Ein Kommentar von News4teachers-Herausgeber Andrej Priboschek.
BERLIN. Dieser Staat lässt die Familien im Stich – er schützt ihre Kinder in der Corona-Pandemie nicht. Sie werden nach den Sommerferien einem riskanten Durchseuchungs-Programm ausgesetzt, das den Namen Schule trägt. Meine Familie und ich haben daraus eine Konsequenz gezogen.

In der Corona-Pandemie ist die vierte Welle bereits absehbar; Virusmutationen befeuern das Geschehen. Die Kultusminister beschließen trotzdem: Das nächste Schuljahr soll im vollen Präsenzunterricht laufen – egal wie. Kein Wort zu weitergehenden Schutzmaßnahmen. Als hätte es bislang nicht Tausende von Corona-Ausbrüchen in Kitas und Schulen gegeben. Als wären die Schulen nicht monatelang geschlossen gewesen.
Es ist höchste Zeit dass #LongCovid für Kinder Thema in Deutschland wird. Wir stehen vielleicht vor Durchseuchung einer ganzen Generation mit der Delta Variante. Die Kinder haben so viel geopfert. Jetzt müssen sie geschützt werden. Ihre Impfung ist viel sicherer als die Infektion https://t.co/DcSj96FBZi
— Karl Lauterbach (@Karl_Lauterbach) July 9, 2021
Eltern werden dann also gezwungen, ihre Kinder in einen riesigen Menschenversuch zu geben. Der heißt Schule.

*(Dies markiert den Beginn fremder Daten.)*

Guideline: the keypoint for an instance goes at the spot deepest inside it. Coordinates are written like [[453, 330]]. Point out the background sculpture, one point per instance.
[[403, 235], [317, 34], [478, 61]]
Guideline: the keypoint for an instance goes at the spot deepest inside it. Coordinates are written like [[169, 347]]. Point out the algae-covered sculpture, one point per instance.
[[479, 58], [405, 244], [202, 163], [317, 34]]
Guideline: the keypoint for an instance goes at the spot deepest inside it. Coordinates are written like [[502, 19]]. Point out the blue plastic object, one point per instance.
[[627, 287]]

Die Ständige Impfkommission (Stiko) beschließt, keine generelle Impfempfehlung für Schülerinnen und Schüler auszusprechen. Das hat Folgen: Viele Ärzte impfen deshalb Kinder und Jugendliche nicht, obwohl ein Impfstoff für Kinder über zwölf längst zugelassen ist. Die Landesregierung NRW bremst eine große Impf-Aktion für 30.000 Schülerinnen und Schüler aus, die der Kreis Siegen-Wittgenstein und die Universität Siegen geplant hatten – weil Ministerpräsident und Unions-Kanzlerkandidat Armim Laschet den Stiko-Beschluss nicht unterlaufen möchte.
Dabei klingt die Begründung der Stiko ähnlich entrückt wie der KMK-Beschluss: Es sei «nicht besonders sinnvoll», das Thema Schule mit der Impfdebatte zu verknüpfen, meint Stiko-Vorsitzender Prof. Thomas Mertens, ein 71-jähriger Mediziner mit längst erwachsenen Kindern.

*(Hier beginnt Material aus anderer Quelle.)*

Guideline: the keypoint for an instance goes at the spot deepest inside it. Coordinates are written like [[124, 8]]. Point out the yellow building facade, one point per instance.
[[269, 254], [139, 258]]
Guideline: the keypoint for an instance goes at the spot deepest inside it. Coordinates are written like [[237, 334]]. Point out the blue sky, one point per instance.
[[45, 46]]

Ja was denn sonst? Elf Millionen Schülerinnen und Schüler kommen nun mal nach den Sommerferien in die Schulen und werden sich dort, behält Charité-Virologe Prof. Christian Drosten mit seiner Vorhersage wie üblich recht („Wer sich nicht impfen lässt, wird sich unweigerlich infizieren“), untereinander anstecken. Das kann man, wie der SPD-Gesundheitsexperte Karl Lauterbach, mit Fug und Recht ein Durchseuchungs-Programm nennen. Zumal die KMK bereits angekündigt hat: Die Schulpflicht – samt Präsenzpflicht – wird im nächsten Schuljahr in ganz Deutschland wieder gelten. Der Staat zwingt damit Schülerinnen und Schüler in Schulen, in denen er den Gesundheitsschutz nicht gewährleisten kann.

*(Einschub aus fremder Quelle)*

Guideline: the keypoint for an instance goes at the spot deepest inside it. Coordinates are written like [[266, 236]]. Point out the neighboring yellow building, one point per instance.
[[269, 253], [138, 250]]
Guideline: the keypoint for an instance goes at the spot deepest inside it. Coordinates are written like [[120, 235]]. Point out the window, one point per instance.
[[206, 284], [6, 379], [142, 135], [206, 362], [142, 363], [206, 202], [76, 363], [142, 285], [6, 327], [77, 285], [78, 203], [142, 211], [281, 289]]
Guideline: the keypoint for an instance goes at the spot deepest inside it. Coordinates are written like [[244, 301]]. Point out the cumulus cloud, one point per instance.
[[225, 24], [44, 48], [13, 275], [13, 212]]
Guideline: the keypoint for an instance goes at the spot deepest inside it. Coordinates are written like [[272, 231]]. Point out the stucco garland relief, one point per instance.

Meine Familie und ich vertrauen diesem Staat und seinen Institutionen hinsichtlich der Schulen nicht mehr
Eltern werden also genötigt, ihre Kinder in einen riesigen Menschenversuch zu geben. So oder so sind die Folgen nicht wirklich absehbar: Risiken, die aus mangelnden Informationen über die Langzeitfolgen der Corona-Schutzimpfung rühren, stehen Risiken, die sich aus Unkenntnis über die Langzeitfolgen einer Corona-Infektion ergeben, gegenüber.
Letztere sind, Stiko-Nicht-Empfehlung hin oder her, offenbar deutlich gravierender, als der lange von Politikern genutzte PR-Slogan „Kinder sind keine Treiber der Pandemie“ suggeriert. Den Spruch hat man übrigens lange nicht mehr aus dem Mund eines Kultusministers gehört. Offenbar hat sich mittlerweile herumgesprochen, dass er wissenschaftlich unhaltbar ist. Alle, die das Virus weitertragen, sind „Treiber der Pandemie“. Eben auch Kinder. Und gerade unter ihnen gibt es offenbar eine nennenswerte Zahl von Betroffenen, die nach einer Infektion gravierend unter „Long Covid“ oder noch schlimmeren Folgeerkrankungen leiden.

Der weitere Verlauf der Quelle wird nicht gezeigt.